Affiliation:
1. Non-affiliated independent researcher
Abstract
Chronic kidney disease (CKD) continues to be a global public health problem. Globally, the prevalence of CKD is approximately 8–16% in the general population. Most patients with CKD advance to kidney failure and require dialysis or kidney transplantation. Screening for CKD, diagnosing CKD, treating CKD and its consequences to stop its progression, and renal replacement therapy (RRT) are all parts of comprehensive CKD care. A 28-year-old male presented with complaints of awareness of his heart beating, abdomen and lower limb swelling, and generalised body weakness for 2 days. His blood pressure was 222/147 mmHg on admission day. Six days post-admission, he displayed violent chest pain and dyspnoea, along with profound generalised body swelling. Laboratory studies revealed creatinine of 22.49 mg/dL (0.6–1.1), urea of 236.5 mg/dL (10.0–50), albumin of 2.15 mg/dL (3.8–5.1), potassium of 7.19 mmol/L (3.5–5.5), and haemoglobin of 6.2 g/dL (8.0–17.0). The diagnoses of uremic pericarditis, pulmonary oedema, hyperkalaemia, hypertensive emergency, and normochromic anaemia secondary to end-stage renal diseases were made.
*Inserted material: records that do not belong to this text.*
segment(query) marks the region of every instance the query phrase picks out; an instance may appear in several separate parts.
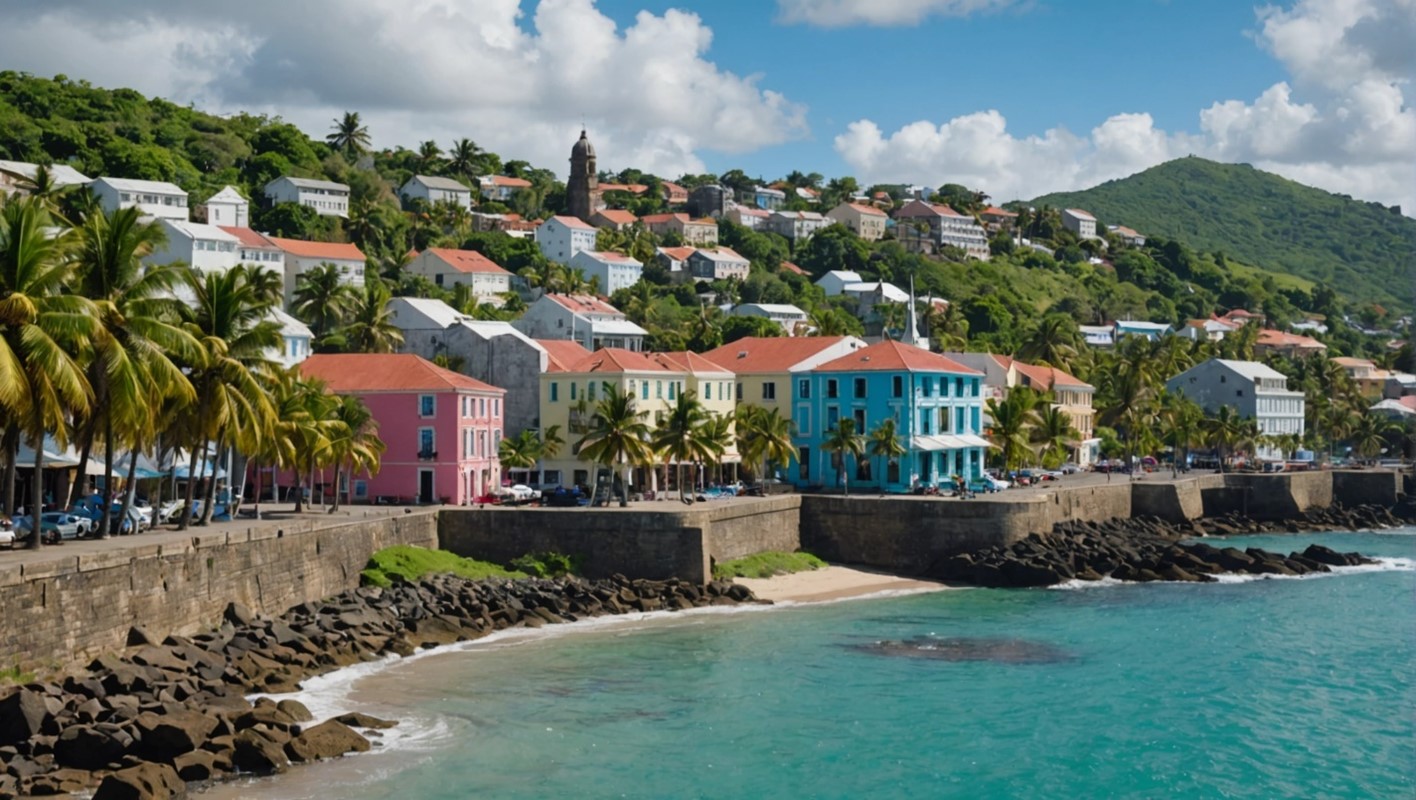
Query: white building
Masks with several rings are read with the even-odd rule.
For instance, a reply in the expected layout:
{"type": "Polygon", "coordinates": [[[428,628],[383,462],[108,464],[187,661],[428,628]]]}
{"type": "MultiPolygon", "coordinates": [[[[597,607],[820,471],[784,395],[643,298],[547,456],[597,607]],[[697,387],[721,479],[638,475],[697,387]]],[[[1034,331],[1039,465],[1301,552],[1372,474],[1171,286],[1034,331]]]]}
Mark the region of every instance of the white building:
{"type": "Polygon", "coordinates": [[[602,347],[641,351],[649,336],[619,309],[589,295],[542,295],[511,324],[531,338],[568,338],[590,351],[602,347]]]}
{"type": "Polygon", "coordinates": [[[1096,238],[1096,217],[1080,208],[1063,208],[1062,227],[1076,234],[1080,239],[1096,238]]]}
{"type": "Polygon", "coordinates": [[[735,317],[760,317],[782,326],[787,336],[796,336],[797,326],[806,324],[806,312],[786,303],[742,303],[732,309],[735,317]]]}
{"type": "Polygon", "coordinates": [[[201,272],[225,272],[241,263],[241,239],[215,225],[159,218],[167,245],[147,258],[150,263],[183,262],[201,272]]]}
{"type": "Polygon", "coordinates": [[[350,187],[341,183],[285,176],[268,183],[265,195],[270,202],[307,205],[324,217],[350,215],[350,187]]]}
{"type": "Polygon", "coordinates": [[[235,187],[225,187],[217,194],[207,198],[197,207],[195,212],[198,222],[205,222],[208,225],[219,225],[222,228],[249,228],[251,227],[251,201],[241,197],[241,193],[235,187]]]}
{"type": "Polygon", "coordinates": [[[472,190],[460,181],[438,176],[413,176],[399,187],[399,197],[404,202],[422,200],[428,205],[449,202],[459,208],[472,211],[472,190]]]}
{"type": "MultiPolygon", "coordinates": [[[[1264,436],[1303,436],[1303,392],[1290,389],[1287,375],[1266,364],[1211,358],[1175,375],[1165,388],[1195,401],[1206,413],[1228,405],[1239,416],[1257,421],[1264,436]]],[[[1256,455],[1264,460],[1284,456],[1269,445],[1256,455]]]]}
{"type": "Polygon", "coordinates": [[[644,276],[644,265],[639,259],[615,252],[581,251],[571,256],[569,266],[583,272],[586,280],[598,278],[603,295],[629,289],[644,276]]]}
{"type": "Polygon", "coordinates": [[[428,248],[408,262],[408,272],[445,289],[469,286],[479,302],[497,306],[501,295],[511,290],[511,273],[476,251],[428,248]]]}
{"type": "Polygon", "coordinates": [[[109,214],[119,208],[137,208],[147,217],[188,218],[187,193],[176,184],[105,177],[91,183],[89,190],[109,214]]]}
{"type": "Polygon", "coordinates": [[[285,251],[285,302],[295,297],[295,287],[299,278],[312,269],[330,263],[338,268],[343,283],[364,289],[364,253],[354,245],[334,242],[306,242],[302,239],[282,239],[266,236],[273,245],[285,251]]]}
{"type": "Polygon", "coordinates": [[[575,253],[595,249],[595,235],[593,225],[575,217],[551,217],[535,229],[535,244],[545,258],[571,263],[575,253]]]}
He qualified for the RRT. CKD is a serious, non-communicable disease that is commonly encountered in clinical practice in both developed and developing countries and needs the utmost attention. RRT is crucial for comprehensive CKD management; however, in resource-limited healthcare settings, RRT is non-accessible and non-affordable. The lack of RRT marks the mistreatment of patients with renal diseases by the global healthcare system. The author calls for designing new strategies that aim to ensure equitable accessibility and affordability for RRT globally.